The work of the group builds around these three central questions:

  1. How does immunopathogenesis modulate the window of successful transmission?
  2. How does pre-existing immunity influence onward transmission?
  3. How does infection modulate the exhaled or secreted droplets and fluids that carry infectious viruses?
Illustration of the transmission of respiratory pathogens

To address these questions, we elucidate the conserved mechanisms of transmission and those that distinguish a highly transmissible virus from a member of the same family (e.g., betacoronaviruses), which caused a self-limited outbreak, using in vitro and ex vivo airway and mucosal models and in vivo transmission studies. We decipher how the site of initial virus replication and subsequent differences in immunopathogenesis and mucus composition impact virus release into the air or bodily secretions.

We study waning cellular and humoral immune responses to viral infections and correlate these immune parameters to the quantity and quality of transmission blockage upon renewed challenge with the same and with related viruses.

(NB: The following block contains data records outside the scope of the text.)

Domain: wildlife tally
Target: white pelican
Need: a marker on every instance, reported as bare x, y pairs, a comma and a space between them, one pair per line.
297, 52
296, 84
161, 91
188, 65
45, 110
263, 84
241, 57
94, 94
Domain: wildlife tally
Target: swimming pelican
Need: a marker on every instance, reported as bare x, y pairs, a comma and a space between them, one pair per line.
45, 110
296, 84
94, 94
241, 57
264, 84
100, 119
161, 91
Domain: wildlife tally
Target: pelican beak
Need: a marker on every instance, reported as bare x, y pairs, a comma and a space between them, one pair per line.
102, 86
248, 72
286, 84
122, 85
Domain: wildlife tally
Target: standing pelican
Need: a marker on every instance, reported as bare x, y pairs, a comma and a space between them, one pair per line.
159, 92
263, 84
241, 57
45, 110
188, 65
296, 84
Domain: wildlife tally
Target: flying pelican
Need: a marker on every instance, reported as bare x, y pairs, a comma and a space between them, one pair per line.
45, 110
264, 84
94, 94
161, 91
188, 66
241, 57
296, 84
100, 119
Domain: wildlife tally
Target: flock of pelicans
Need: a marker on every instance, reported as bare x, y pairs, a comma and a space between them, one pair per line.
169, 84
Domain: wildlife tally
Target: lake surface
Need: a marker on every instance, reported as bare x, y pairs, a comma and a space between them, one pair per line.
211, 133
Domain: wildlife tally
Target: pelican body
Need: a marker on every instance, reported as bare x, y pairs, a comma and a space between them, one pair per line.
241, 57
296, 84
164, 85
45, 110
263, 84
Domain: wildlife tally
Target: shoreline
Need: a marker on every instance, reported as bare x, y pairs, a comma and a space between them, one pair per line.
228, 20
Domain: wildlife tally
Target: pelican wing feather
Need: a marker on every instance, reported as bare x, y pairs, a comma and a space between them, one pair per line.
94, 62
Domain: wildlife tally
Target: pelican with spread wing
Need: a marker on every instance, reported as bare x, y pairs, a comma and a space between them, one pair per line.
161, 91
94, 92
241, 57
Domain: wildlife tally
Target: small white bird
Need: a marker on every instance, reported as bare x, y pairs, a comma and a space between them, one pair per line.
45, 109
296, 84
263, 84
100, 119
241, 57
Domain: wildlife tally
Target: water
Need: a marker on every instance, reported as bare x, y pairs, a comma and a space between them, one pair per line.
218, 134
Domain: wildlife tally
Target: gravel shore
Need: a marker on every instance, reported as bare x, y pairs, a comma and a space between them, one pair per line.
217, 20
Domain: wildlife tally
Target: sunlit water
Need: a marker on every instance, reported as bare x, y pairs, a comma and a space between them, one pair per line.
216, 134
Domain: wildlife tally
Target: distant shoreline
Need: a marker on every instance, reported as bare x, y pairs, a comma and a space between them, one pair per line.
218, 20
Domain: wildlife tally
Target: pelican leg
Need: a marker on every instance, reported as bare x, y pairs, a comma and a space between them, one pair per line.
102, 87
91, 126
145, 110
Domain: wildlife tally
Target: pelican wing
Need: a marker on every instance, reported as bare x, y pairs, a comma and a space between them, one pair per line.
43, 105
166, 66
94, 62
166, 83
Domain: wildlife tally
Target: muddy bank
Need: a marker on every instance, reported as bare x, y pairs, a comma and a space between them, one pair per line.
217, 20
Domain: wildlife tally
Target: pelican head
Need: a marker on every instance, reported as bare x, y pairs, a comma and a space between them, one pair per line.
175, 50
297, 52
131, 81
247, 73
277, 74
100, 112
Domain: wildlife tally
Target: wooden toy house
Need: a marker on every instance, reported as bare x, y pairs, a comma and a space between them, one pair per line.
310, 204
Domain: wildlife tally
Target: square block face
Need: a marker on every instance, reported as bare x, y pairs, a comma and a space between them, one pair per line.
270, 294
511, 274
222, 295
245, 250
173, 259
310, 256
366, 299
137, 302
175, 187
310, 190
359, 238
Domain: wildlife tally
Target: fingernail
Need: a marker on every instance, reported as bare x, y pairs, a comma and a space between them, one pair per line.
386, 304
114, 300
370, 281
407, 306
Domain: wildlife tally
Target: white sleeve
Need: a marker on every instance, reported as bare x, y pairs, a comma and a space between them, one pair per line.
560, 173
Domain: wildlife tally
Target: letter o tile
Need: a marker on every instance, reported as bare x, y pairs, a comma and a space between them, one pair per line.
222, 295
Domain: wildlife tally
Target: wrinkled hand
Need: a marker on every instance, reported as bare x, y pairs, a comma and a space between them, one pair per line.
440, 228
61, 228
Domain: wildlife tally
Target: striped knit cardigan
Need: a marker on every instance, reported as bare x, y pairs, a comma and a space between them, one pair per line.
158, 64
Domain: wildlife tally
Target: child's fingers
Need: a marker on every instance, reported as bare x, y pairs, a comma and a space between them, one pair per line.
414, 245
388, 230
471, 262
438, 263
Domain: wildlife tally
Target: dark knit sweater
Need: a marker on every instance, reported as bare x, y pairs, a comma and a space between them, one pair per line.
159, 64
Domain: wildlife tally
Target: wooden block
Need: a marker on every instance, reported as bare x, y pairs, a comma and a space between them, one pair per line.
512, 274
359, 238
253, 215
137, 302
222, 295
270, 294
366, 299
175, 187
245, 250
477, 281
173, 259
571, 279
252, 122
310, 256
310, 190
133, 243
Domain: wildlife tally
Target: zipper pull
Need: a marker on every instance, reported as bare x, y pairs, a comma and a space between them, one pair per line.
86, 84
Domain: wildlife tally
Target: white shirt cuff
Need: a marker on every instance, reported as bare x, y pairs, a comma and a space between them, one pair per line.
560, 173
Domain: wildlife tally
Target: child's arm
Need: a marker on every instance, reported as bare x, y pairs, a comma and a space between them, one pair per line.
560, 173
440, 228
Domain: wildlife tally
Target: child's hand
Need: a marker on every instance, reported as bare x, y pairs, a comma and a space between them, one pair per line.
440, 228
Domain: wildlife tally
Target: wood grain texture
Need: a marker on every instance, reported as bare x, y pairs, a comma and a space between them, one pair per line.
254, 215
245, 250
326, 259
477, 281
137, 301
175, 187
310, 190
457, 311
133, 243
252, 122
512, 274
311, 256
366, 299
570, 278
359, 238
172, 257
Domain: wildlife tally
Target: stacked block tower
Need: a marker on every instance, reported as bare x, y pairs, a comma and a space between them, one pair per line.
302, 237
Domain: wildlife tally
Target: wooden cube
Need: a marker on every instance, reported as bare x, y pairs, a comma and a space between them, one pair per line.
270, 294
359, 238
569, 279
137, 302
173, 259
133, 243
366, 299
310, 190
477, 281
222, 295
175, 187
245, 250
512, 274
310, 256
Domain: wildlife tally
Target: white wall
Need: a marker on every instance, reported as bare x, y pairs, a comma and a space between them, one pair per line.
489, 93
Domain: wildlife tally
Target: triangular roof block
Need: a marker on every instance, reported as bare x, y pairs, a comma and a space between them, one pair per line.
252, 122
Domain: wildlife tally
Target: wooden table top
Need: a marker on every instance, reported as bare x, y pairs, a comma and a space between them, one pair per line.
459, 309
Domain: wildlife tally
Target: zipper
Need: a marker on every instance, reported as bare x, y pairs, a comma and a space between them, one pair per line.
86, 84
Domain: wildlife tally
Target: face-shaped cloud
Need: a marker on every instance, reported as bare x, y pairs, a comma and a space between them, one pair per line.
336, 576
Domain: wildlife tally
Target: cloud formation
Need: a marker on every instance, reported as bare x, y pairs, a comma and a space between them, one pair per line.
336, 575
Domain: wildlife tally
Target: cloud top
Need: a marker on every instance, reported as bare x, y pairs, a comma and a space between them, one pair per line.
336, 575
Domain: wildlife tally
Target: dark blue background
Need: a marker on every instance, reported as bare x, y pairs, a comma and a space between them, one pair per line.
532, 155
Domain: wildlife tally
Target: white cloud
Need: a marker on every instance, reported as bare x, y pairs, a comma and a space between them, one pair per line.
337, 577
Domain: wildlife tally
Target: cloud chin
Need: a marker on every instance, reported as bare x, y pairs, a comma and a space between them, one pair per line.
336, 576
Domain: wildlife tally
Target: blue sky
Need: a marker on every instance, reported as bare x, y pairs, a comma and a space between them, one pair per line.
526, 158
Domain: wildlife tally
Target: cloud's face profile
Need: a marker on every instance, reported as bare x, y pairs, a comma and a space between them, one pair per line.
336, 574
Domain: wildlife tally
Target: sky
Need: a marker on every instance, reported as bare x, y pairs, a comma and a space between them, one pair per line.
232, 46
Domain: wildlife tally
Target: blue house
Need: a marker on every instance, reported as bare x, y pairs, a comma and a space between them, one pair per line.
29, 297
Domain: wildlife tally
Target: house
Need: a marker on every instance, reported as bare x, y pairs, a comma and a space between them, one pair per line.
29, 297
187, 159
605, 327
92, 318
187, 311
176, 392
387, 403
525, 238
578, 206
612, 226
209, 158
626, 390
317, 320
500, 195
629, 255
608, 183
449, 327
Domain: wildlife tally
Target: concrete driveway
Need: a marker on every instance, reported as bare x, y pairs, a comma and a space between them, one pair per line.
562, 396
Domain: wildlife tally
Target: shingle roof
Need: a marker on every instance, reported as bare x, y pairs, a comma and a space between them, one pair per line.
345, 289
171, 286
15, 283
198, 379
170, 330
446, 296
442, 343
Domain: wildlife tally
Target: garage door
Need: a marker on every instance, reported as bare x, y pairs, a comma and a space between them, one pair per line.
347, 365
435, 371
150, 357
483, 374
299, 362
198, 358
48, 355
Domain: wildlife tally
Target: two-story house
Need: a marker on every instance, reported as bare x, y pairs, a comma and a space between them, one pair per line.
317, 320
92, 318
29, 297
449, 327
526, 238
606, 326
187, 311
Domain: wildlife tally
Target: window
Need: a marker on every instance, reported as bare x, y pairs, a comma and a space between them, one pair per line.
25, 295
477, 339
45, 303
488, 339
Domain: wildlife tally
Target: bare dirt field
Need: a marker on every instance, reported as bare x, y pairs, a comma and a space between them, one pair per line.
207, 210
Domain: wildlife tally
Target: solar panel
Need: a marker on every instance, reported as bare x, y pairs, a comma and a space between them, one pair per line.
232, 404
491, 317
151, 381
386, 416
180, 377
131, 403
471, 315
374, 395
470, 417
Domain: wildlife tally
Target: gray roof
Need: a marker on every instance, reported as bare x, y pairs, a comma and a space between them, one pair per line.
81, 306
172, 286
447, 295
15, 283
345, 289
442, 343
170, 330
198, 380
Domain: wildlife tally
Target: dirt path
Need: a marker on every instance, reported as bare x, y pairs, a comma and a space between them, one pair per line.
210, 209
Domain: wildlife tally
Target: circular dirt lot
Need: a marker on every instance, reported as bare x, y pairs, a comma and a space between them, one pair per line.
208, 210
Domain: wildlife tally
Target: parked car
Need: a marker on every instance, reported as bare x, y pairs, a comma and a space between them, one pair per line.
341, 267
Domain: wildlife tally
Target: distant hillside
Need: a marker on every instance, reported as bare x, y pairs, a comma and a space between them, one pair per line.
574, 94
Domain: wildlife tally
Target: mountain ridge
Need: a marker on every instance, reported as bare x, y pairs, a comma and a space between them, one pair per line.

Lastly, we investigate whether the quantity and quality of (respiratory) droplets and secretions affect transmissibility. For respiratory viruses, we define the distribution of infectious viruses across different droplet sizes and analyze the exhaled droplet make-up and physicochemical properties, which inform virus stability studies.

This approach will allow us to understand the mechanistic underpinnings of viral transmission and will identify immune signatures linked to an increased risk of onward transmission.